Turkey spinach panini
Sandwiches are the perfect way to get nutrients into your day — just power-pack them full of healthy ingredients like hummus and low-fat Canadian cheese.
- 2 slices whole grain bread
- 2 tablespoons hummus
- 1/2 cup fresh baby spinach
- 4 ounces low sodium turkey breast
- 1 slice low-fat swiss cheese
- Spread hummus over each slice of bread.
- Rinse spinach leaves with cold water, and dry. Stack on one slice of bread.
- Top spinach with turkey and cheese.
- Cook for five minutes in a panini maker, or grill for three minutes per side in a skillet over medium heat.
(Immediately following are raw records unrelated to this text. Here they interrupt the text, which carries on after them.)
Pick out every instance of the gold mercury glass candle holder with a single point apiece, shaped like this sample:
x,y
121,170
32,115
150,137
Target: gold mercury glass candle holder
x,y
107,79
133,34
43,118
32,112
- Add other fresh veggies such as bell pepper, red onion and cucumber as desired before grilling.
Avocado egg salad recipe
Egg salad sandwiches can be delicious, but they can also be fatty. Instead of the recipe your mom used to make, reach for this concoction, courtesy of Grab a Plate. Top with a slice of low-fat Canadian cheese as well as a tomato and lettuce, and you’re looking at one powerhouse of a lunch.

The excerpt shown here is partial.